Ian Cowie suggests investors consider trusts exposed to an enduring consequence of the coronavirus pandemic.
Here is how investors, who fear they have left it too late to log on to the online shopping boom, can catch up with an investment trust yielding 6% and trading at a double-digit discount.
Ignore the red-hot technology sector, where the typical trust is now priced at a premium to net asset value (NAV), and consider instead funds exposed to a fundamental requirement of internet retail; warehouses or ‘big box’ storage and distribution sites.
Everyone can see how the coronavirus is hurting the high street. But fewer investors are following how many of those consumers’ pounds and euros are being diverted into 'clicks and mortar’ logistical operations on the edge of town.
It might be worth taking a closer look. For example, Aberdeen Standard European Logistics reports “unprecedented demand” from online food and pharmaceutical companies among the tenants of its 14 warehouses across five continental countries. Everything you buy on the internet has to be stored somewhere before it is delivered to your door.
While shares in Polar Capital Technology, a more obvious way into digital retail, have soared by 39% over the last year, ASLI shares have slumped by 9.8% over the same period, according to independent statisticians Morningstar. One share seems pricey; the other looks cheap.
Both shares are in my ‘forever fund’ and I am jolly glad I have held PCT for more than a decade. But ASLI - in which I invested at flotation in December 2017 - may offer better value for contrarian buyers today, with its shares trading nearly 13% below NAV.
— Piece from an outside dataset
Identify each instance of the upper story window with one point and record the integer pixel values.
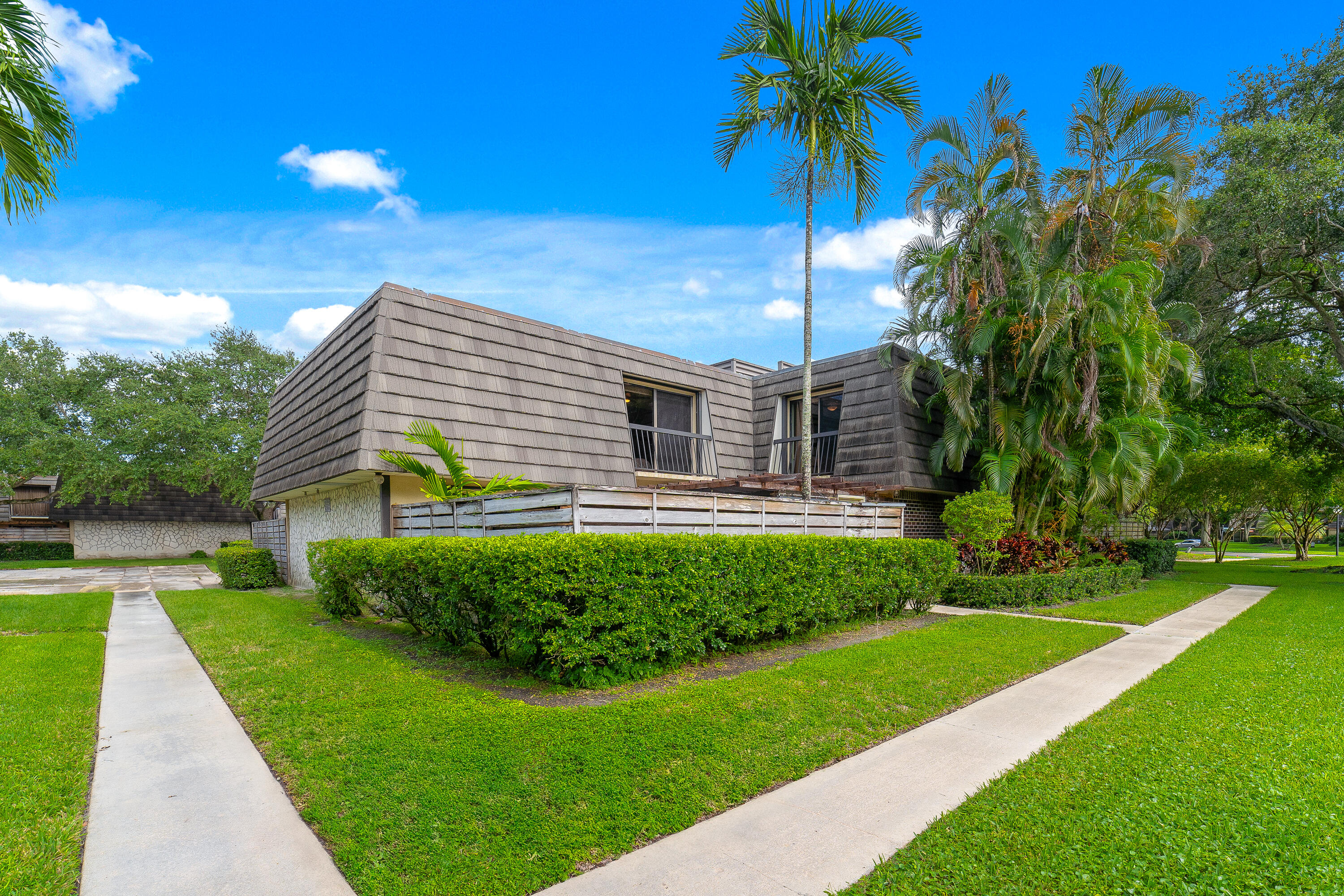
(664, 431)
(787, 454)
Fund manager Evert Castelein explained: “While some of our tenants are experiencing short-term operational and financial challenges, a good proportion of our tenants are experiencing greatly increased levels of trading as demand for home delivery and essential logistics have risen sharply.
“Three of our top four tenants by income operate in the food and pharmaceutical sectors and they are experiencing unprecedented levels of trading volume. While the Covid-19 pandemic creates significant short-term market disruption, the forced lockdown and reduced social mobility for the foreseeable future will inevitably lead to an accelerated take up of e-commerce in European countries.”
Aversion to one sector
Against all that, ASLI’s share price has been dragged down by aversion to the property sector in general as fears rise of tenancy voids and rental holidays being demanded by distressed retailers. Those fears should not be underplayed because, although all of ASLI’s first-quarter rents were paid on time, a third remained unpaid at the end of April.
Castelein claimed: “Following the conclusion of rent deferral discussions, the level of payments for the second quarter is expected to materially increase as tenants fulfil their payment obligations.”
While shareholders wait to see how many of those ‘cheques in the post’ actually arrive and are honoured, ASLI can point to outperformance over the last difficult year both in terms of total returns and dividend yield. It’s closest rival, Tritax EuroBox, has shrunk shareholders’ capital by 19% and yields 3.9% to trade on a discount of 22%. The comparable figures for ASLI are a loss of 9.8%, a yield of 6% and a 13% discount.
Meanwhile, the average for the Association of Investment Companies Property: Europe sector is a capital loss of nearly 18%, a yield of 4.3% and a discount of 25%. The explanation is that conventional property trusts are depressed by exposure to depopulated office, manufacturing and retail assets.
For example, Schroder European Real Estate has shrunk shareholders’ capital by an eye-watering 38% over the last year, to trade at an eye-stretching 41% discount to NAV. Bargain-seeking income investors might be tempted by its 9.8% dividend yield but they will need to be brave.
Closer to home, in the Property: UK Commercial sector, Tritax Big Box is the daddy of them all with total assets of nearly £3.7 billion, compared to £218 million at ASLI, €477 million at BOXE and £163 million at SERE.
But size is no guarantee of safety for shareholders and BBOX has shrunk their capital by 8.1% over the last year, to trade at a 13% discount to NAV with a 5.4% yield. As its name suggests, this trust also focuses on warehouses and gives indirect exposure to the trend toward shopping online.
From a financial point of view, this looks likely to be the biggest and most long-lasting of all the consequences of the coronavirus crisis. Many folk of all ages, who had formerly shunned shopping online, have been given a crash course in internet retail by the coronavirus and may remain converts forever.
Spending half of Saturday at the supermarket or shopping mall might soon seem as quaint as 1950s consumers traipsing up and down the high street, popping into the butcher, the greengrocer and the off-licence. That view is in the share price at PCT, but it certainly is not at ASLI, BBOX or BOXE.
Ian Cowie owns shares in ASLI and PCT as part of a diversified portfolio of global equities. He is a freelance contributor and not a direct employee of interactive investor, Money Observer's parent company.